I never said it had any thing to do with so many bad teachers. Don’t know how you stretched that one. Read what I wrote. We do have bad teachers, they are not the majority not even close. But the are sheltered. Linda I would love to negotiate my own contract I’m a hard to fill position in line to get bonuses in some states simply for teaching what I teach. Plus I do a good job if I do say so myself, but I have to settle for what the union gets me. Plus check it out union numbers are dropping. Must be a reason.
you will find union membership dropping because of two main factors.
1. a reduction in the number of educators due to budget cuts.
2. an increase in states hostile to union membership (right to work states, and situations like Wisconsin)
good luck negotiating your contract by yourself, because when you stand their by your lonesome with no one else to back you the school districts will pay you as little as possible, start making ridiculous demands of you both in and out of the classroom and you will have no recourse but to do what they say, or stop working for them.
you wear your “not a member” concept proudly, but you still work under the conditions the group negotiates, you don’t have a real concept of what it would be like without the union of teachers supporting you.
“… you will have no recourse but to do what they say, or stop working for them.”
Welcome to the world of non-union workers. What exactly makes union workers so special that they deserve more than the rest of us?
Mike, if you think you’d do better negotiating your contract without the union, I think you’re mistaken. You’re benefiting from the union even if you don’t pay the dues. You wouldn’t be able to negotiate anything close to what the union gets for you by yourself, no matter your value. You just wouldn’t have the leverage.
Maybe yes, maybe no. My original post if you read it, did say we do need some of the protections of the union. I don’t deny that, but rightly or wrongly so the union gets the wrap for not being able to remove bad teachers. There are bad teachers and they should be removed. All I’m saying is that if the union would recognize this fact and either be more proactive in helping those teachers better themselves or not hinder their removal their preception would be better, the profession would be better, and students would do better. That last part is what it is all about!
I think the union doesn’t really have that option: to help only those deserving of help.
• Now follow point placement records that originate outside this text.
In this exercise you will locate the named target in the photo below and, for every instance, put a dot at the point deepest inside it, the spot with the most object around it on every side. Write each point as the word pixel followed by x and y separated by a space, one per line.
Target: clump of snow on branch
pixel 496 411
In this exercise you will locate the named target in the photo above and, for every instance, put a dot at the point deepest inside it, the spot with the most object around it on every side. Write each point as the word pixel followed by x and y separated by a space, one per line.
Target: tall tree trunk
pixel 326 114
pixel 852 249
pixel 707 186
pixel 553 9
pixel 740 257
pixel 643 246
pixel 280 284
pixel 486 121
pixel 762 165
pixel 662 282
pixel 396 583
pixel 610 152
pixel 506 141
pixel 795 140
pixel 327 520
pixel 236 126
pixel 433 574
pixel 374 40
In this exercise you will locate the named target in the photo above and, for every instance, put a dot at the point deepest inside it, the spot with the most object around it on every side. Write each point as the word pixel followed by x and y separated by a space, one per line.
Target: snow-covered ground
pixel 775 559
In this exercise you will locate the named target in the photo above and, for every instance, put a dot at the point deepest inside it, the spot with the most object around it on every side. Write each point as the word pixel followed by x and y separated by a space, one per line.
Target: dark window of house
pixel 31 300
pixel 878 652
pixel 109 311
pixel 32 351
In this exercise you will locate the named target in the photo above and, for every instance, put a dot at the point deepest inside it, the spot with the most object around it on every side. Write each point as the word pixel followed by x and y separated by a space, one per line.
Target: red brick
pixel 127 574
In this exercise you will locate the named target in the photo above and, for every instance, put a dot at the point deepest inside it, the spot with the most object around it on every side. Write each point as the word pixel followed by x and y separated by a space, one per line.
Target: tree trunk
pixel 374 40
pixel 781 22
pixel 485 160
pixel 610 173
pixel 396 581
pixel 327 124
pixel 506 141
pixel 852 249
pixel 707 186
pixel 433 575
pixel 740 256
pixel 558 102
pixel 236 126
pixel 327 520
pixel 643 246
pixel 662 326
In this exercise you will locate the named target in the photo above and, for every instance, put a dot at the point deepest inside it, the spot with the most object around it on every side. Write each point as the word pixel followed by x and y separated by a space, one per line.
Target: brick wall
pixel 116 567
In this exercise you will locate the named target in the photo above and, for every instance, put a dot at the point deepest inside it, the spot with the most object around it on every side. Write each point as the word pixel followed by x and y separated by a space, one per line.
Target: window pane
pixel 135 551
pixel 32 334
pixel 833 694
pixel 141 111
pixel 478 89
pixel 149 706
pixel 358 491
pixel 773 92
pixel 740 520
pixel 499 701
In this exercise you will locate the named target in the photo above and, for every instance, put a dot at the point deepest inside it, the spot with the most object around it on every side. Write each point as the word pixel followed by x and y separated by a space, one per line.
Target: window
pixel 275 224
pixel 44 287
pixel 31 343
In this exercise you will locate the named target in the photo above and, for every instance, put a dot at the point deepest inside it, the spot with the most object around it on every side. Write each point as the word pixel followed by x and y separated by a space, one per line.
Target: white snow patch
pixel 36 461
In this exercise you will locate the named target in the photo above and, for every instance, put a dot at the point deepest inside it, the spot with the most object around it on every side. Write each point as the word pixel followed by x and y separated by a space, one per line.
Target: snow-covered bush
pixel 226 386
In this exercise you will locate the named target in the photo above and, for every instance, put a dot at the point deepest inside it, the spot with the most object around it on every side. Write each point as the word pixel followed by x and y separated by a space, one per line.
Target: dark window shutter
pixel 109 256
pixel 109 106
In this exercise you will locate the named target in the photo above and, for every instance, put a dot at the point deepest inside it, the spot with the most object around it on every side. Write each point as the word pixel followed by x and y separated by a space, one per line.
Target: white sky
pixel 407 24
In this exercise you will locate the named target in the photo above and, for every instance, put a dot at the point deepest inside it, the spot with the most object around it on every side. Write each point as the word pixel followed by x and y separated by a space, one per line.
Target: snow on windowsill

There are quite a few unquestionably bad teachers, but there are way way more average teachers who run afoul of administrators, or have the wrong skin color, or maybe the wrong family makeup, or aren’t as deferential to the parents as the parents may like, and those need all the protection the union can provide. Furthermore, you’re mistaken if you think it is the unions that are keeping bad teachers in classrooms. Just a few days ago, on this site there was a writeup of a study that showed that even when given increased power to fire underperforming teachers, the administrators declined to use it. Probably because even bad teachers are difficult to replace.
i have just recently become a union rep, and i think what you misunderstand is that the union has no problem with removing bad teachers.
but, ALL teachers pay their dues, and consequently all teachers deserve the union defined process for removal. the union does not necessarily “fight” firing. they simply make sure the process for change is followed for every person, so the administration can’t start cheating people on their own agenda instead of in the case of what is best for the students.
Don’t argue with anything you just posted. But it is like any other group, if we don’t police ourselves someone else will and this is what we are getting.
Teachers are dropping out of the NEA because they don’t do anything. Are they in Baton Rouge right now?
Nashville, Richmond? Teachers are getting a number done on them and the NEA is nowhere to be seen. If teachers haft to fight their own battles, fine, they can save a whole bunch of money by not paying for NEA bureaucracy.